Réaction aux propos de KKB (1ère partie)
"le maire étant le nom européen du chef du village (...... ), pour qu’il y ait la cohésion et l’harmonie dans la cité, que dans chaque zone, ce soit des propriétaires terriens qui gèrent la mairie" ( publié par le site www.lebanco.com1)
Le professeur Kakou Guikahué, commentant une
déclaration du député de Port-Bouet et président de la jeunesse
du PDCI M. Koudio Konan Bertin alias KKB a dit : « Et
il (ndr KKB) est allé plus loin pour dire que les postes de députés
étant une représentation nationale, que des communautés qui ont
émigré vers d’autres cieux, si on dit de partager les postes de
députés, lui n’y voit pas d’inconvénient. Cependant, il trouve
que le maire étant le nom européen du chef du village. Alors il
aurait souhaité, pour qu’il y ait la cohésion et l’harmonie
dans la cité, que dans chaque zone, ce soit des propriétaires
terriens qui gèrent la mairie pour éviter des frustrations. Il a
dit que pour la libation, chaque peuple a sa façon de faire. Chez
les Gouro, les Bété, les Baoulé, les Malinké etc. chacun a sa
façon et sa période de libation. Et il (KKB) a ajouté que "nous
les Baoulé, nous avons beaucoup bougé à travers le pays. Nous
sommes partout. Ce n’est pas parce que nous sommes nombreux à Oumé
que nous allons revendiquer le poste du maire d’Oumé. Si nous
prenons tous les postes, les Gouro ne vont pas vouloir faire la
libation. Ils risquent même d’invoquer les mânes contre vous et
tout ce que vous aller entreprendre va échouer". Ce qui
signifie pour lui que pour qu’il ait la cohésion sociale et le
développement, il faut que ce soit un fils de la région qui soit
maire, par contre pour les députations, tout le monde peut être
député, parce qu’on n’est pas député d’une circonscription,
mais de la Nation. »
C'est
une déclaration très grave; il faut cependant admettre le courage
de KKB de dire haut ce que beaucoup d'Ivoiriens pensent tout bas.
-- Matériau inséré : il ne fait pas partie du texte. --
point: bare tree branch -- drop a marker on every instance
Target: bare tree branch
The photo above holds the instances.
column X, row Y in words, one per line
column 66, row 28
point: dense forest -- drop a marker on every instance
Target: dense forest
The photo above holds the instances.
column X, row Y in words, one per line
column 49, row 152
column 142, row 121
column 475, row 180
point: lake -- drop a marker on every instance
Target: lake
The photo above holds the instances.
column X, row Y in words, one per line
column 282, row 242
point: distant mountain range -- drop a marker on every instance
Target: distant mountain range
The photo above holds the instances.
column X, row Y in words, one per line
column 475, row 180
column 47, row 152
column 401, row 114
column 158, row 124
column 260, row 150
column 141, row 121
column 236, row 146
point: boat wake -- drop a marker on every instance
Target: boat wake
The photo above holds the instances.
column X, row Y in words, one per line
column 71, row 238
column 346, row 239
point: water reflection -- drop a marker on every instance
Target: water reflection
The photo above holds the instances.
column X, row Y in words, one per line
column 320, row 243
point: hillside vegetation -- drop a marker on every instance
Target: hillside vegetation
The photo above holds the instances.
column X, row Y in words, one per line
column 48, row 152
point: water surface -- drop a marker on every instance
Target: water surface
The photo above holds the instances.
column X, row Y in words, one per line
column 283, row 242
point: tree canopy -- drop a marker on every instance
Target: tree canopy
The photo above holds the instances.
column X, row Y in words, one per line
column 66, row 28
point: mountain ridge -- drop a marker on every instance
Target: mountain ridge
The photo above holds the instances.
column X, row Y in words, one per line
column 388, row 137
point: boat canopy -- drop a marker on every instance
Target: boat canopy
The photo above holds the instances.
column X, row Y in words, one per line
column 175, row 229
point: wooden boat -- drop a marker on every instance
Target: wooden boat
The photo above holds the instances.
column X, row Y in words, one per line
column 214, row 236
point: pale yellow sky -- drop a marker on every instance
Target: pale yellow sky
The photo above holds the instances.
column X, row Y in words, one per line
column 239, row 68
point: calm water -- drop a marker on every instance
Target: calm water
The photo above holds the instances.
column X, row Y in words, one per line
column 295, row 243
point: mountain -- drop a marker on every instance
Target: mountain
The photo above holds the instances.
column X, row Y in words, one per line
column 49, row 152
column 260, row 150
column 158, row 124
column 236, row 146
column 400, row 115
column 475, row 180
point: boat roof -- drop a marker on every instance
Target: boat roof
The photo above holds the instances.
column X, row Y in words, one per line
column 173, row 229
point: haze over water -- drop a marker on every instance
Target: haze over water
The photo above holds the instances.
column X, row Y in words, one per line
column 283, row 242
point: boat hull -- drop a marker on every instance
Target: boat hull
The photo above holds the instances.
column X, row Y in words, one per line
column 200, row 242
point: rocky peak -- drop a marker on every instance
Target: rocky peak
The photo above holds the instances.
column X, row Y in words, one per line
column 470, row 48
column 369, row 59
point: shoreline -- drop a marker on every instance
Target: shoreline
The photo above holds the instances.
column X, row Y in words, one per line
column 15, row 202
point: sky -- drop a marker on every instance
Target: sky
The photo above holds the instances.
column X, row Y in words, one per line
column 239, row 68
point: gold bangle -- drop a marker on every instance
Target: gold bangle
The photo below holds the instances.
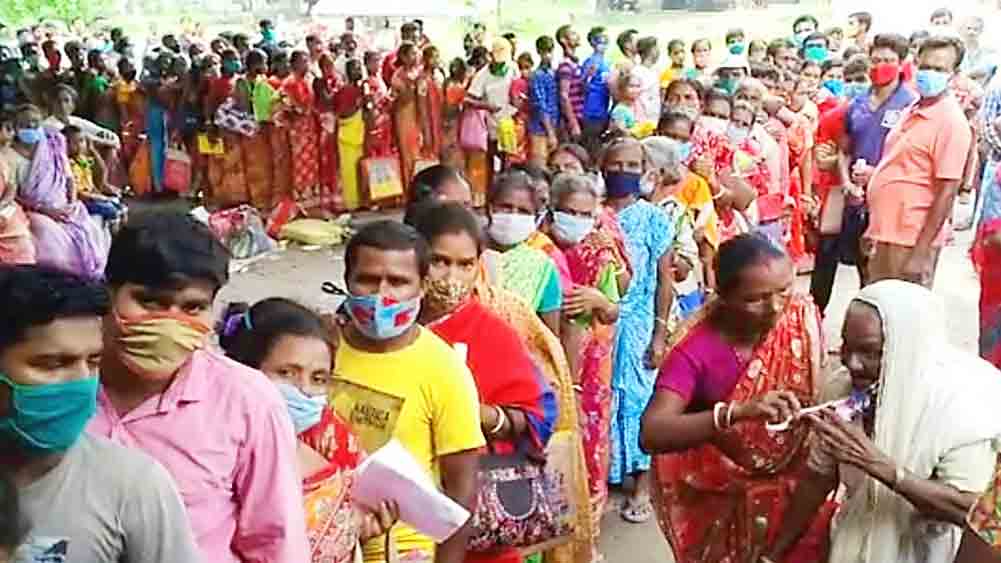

La
question ethnique, puisque de cela qu'il s'agit, a causé beaucoup de
préjudices à notre pays, c'est pourquoi il me semble important de l'aborder avec du tact, surtout quand il s'agit d'un responsable politique. Je ne suis cependant pas de ceux qui pensent résoudre cette question importante pour la paix en Côte d'Ivoire simplement en tirant à boulets rouges sur notre jeune frère KKB et ignorer la réalité socio-culturelle qu'elle incarne. Résoudre un
problème commence d'abord par reconnaitre son existence.
Les
remarques de KKB mettent en relief une question de fonds :
quelle Côte d'Ivoire voulons-nous ? Est-ce une fédération de
régions déterminées par les ethnies y habitant avant la
colonisation ? Est-ce une république avec des citoyens égaux
devant la loi, en droits et en devoirs sur toute l'étendue de ses
322 mille km carrés ? Le statut d'Ivoirien doit-il être
défini à partir de « son village d'origine » comme le
voulait feu Boga Doudou ou à partir de sa nationalité tel que
définie par le code de la nationalité ? Ce sont là des
questions fondamentales auxquelles nous devons rependre. Plutôt que
de brûler KKB, il appartient à ceux d'entre nous qui ne partageons
pas son point de vue de le confronter avec arguments contre
arguments, sans hypocrisie.
Une société d'êtres humains ne
saurait être figée comme une photo car elle est dynamique par
essence et son organisation doit épouser cette dynamique, c'est pour
cela que je trouve cette vision de KKB étroite, inadéquate et complètement en
déphasage avec ce monde globalisé dans lequel nous vivons.
En
jetant un bref regard sur ce qu'est la Côte d'Ivoire, on constate
tout simplement qu'elle n'existait pas avant la colonisation
Française. Il y avait certes des peuples habitant l'espace
géographique connu aujourd'hui sous le nom de Côte d'Ivoire. La
France a morcelé les terres Africaines conquises au bout des canons
et les a morcelé selon ses intérêts, y a mis une administration, y a bâti des
infrastructures, crée un système d'enseignement, y a apporté une autre culture dans une langue qui est devenue notre langue nationale. Toutes ces actions ont eu pour conséquence
des mouvements de populations parfois forcés, parfois volontaires.
Nous disons alors que la Côte d'Ivoire est le fruit de tout ce passé
colonial. Faire émerger une culture au sens large du terme, comprenant entre autre le mode de choix de ses représentants en puissant dans les traditions est une bonne chose, en faire la norme au mépris de l'histoire en est une autre.